Lochlan’s gaze darted to Thane, who was focused on his tablet. The infrared scan glowed faintly, showing a small blob weaving through the field toward them. The clicks of weapons being armed echoed through the night. Lochlan’s pulse quickened, his hand instinctively tightening on the hilt of the knife Thane had given him.
The Videt guards around him murmured quietly, their voices tense. “Could be a spell,” one of them whispered.
“Wait!” Lochlan whispered, his eyes locked on the screen. He watched the blob carefully, his heart racing. “Jade?”
The heat signature on the tablet moved with more urgency. Lochlan’s breath caught as a white shape burst through the tall grass ahead. Jade cleared the fence in a single bound, landing in Lochlan’s arms.
“Jade!” The dog whined and licked his face, her whole body vibrating with anxiety. His hands moved quickly across her fur, feeling for anything out of place, afraid of what he might find. But there was nothing. No injuries, no blood—she was unharmed and whole.
Relief washed over him.
“Jade has been found,” Thane whispered through the comms, his voice steady and clear. “Prepare for extraction.”
Two of Thane’s men moved forward with swift, practiced motions. They cut through the wire fence, the faint metallic snip barely audible over the pounding of Lochlan’s heart. The group slipped through two by two, crouching low to keep their movements concealed.
On the far side, Echo and Jade took the lead, their noses working furiously as they sniffed at the air and ground. The two dogs seemed to communicate with each other in some unspoken way, pausing in unison as their bodies dropped low, their focus fixed on a large door ahead.
Thane gave a hand signal. The team fell into position, two men on each side of the door. In precise coordination, they wrenched it open with a piercing, metallic groan.
Chaos erupted.
A flood of chickens burst through the opening, wings flapping wildly as they scattered in every direction, their startled squawks mingling with those of the Videt guards.
One stumbled back, yelping like a child as a particularly angry hen flew at his face. “Get it off!” he shouted, swatting helplessly. The others recovered quickly, forming magical shields to deflect the onslaught of birds. But the dogs had already darted through the rush of feathers, slipping into the warehouse.
“Go!” Thane barked, cutting through the noise.

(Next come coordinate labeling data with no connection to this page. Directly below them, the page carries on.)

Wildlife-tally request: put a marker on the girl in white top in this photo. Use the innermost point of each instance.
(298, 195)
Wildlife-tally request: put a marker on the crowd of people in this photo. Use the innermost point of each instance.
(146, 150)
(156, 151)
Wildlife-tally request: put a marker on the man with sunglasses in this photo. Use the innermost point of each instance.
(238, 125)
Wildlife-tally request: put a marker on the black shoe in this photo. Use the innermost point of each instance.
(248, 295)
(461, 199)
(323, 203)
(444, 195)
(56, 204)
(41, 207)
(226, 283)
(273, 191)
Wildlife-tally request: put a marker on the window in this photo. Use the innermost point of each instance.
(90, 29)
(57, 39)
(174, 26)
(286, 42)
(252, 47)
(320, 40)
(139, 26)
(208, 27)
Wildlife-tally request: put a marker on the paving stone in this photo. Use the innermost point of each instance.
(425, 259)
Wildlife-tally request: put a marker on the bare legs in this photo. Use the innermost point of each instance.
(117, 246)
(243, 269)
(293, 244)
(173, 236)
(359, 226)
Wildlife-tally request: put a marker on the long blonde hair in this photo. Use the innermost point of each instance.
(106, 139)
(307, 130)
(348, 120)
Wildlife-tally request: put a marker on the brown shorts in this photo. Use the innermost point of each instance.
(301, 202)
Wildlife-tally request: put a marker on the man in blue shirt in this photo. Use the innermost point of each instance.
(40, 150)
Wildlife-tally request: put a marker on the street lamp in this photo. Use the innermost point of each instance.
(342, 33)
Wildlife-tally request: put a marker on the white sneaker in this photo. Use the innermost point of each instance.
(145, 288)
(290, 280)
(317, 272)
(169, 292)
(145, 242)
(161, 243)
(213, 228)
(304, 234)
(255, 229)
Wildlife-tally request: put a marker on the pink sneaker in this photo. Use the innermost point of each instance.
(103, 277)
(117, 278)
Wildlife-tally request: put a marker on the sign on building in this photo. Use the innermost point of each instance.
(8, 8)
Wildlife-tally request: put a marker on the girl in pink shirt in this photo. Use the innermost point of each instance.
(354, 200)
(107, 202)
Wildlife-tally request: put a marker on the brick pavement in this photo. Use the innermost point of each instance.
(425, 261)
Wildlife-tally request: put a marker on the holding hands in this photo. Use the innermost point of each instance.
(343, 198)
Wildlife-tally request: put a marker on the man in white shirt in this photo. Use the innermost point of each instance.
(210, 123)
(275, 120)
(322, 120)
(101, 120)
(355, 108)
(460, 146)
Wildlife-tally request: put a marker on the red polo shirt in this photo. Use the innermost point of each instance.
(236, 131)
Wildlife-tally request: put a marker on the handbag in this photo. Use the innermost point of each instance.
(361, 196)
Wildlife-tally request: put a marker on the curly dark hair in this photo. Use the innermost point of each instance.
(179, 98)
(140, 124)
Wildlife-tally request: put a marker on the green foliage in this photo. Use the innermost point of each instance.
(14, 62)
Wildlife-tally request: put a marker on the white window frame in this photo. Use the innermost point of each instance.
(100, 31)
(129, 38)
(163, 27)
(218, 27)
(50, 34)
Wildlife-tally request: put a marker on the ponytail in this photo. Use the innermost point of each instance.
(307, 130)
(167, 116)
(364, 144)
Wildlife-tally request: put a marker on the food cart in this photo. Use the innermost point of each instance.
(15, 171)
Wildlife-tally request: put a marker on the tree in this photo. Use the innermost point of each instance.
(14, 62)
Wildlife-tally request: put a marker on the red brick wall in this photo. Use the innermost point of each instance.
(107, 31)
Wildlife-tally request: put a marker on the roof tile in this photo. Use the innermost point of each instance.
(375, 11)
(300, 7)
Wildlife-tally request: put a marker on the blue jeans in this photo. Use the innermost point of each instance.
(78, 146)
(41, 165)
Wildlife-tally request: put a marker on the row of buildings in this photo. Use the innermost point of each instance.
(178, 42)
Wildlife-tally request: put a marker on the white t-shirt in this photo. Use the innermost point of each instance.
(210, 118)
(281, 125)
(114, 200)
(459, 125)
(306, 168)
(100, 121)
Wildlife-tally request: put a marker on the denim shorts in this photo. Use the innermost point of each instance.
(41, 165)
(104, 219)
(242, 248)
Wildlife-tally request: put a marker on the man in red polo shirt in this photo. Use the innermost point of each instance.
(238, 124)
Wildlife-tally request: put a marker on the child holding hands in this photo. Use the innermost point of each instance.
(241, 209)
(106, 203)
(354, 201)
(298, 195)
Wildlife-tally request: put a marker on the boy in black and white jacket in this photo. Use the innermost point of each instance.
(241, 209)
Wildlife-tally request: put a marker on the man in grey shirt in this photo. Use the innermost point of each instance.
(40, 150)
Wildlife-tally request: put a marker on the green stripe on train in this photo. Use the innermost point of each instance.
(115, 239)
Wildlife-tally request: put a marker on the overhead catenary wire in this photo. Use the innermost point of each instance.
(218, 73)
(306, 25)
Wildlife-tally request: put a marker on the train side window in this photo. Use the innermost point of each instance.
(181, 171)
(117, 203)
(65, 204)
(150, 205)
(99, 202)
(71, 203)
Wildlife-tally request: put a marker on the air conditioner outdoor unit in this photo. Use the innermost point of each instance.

The team surged forward, Lochlan right behind them. Inside the warehouse was a chaotic swirl of motion and sound, shadows flickering against the walls as the team burst through the door. At first it was impossible to make out anything. Lochlan’s eyes scanned the space, his heart lurching as he searched for the glow of red hair and?—
Nia.
She was tied to a pole in the center of the space, her hands bound behind her back.
Relief slammed into Lochlan so hard it nearly knocked the breath from his chest. She was alive. But rage at the fact she was tied up, that she had been captured and might be hurt, followed close behind that relief. His whole body tensed, the magic within him rising, begging for release.
A man Lochlan recognized from the bonfire—Jackson—stood off to one side with Raymond, their expressions twisted with fear and uncertainty. A third man, the one who’d threatened Nia in her office and whom they’d seen on the street, raised his arms.
A stream of fiery magic hurtled toward Nia and the shadows she was clearly trying to conjure. But something was wrong. Instead of the bold, beautiful magic Lochlan had come to know and admire, Nia’s shadows looked faint and frail, nothing like the ones she’d used to easily fend off and restrain this man before. They wouldn’t be enough to stop him or his flames this time.
Lochlan didn’t think—he moved.
His hand shot to his spell kit, fingers closing around a small opal vial. The mixture inside—moonlace root, distilled and potent—gleamed like frozen starlight.
He smashed the vial in his palm.
The crushed glass bit into his skin, mixing the powerful extract with his blood. Cold bloomed instantly along his fingers, an eerie chill shooting through his veins. His bloodied fingertips carved a rune in the air, like writing in untouched snow, and the moment the final stroke connected, the air crackled with energy.
Frost raced outward as the glowing rune solidified into jagged ice.
A wall of shimmering, blue-white ice erupted between Nia and the fire, the flames crashing into it with a violent hiss. Steam billowed. The icy barrier groaned but held, its surface spiderwebbing with frost, reinforcing itself against the heat.
The enormous man snarled in fury and frustration.
“Cover me!” Thane’s voice roared through the cavernous space as he charged the man head-on. There was no hesitation, no finesse, just brute strength and sheer determination as Thane collided with him, slamming his shoulder into the other man’s chest. They fought, fast and brutal—no weapons, no magic, just fists and feet. Gregor’s sheer size gave him an advantage, but Thane’s speed and ferocity more than made up for it. In a matter of seconds, he had the bastard hog-tied.
Echo and Jade circled Jackson and Raymond like wolves closing in on prey, their teeth bared. Jackson had gone pale, while Raymond looked seconds away from bolting.
Lochlan barely noticed, his focus solely on Nia.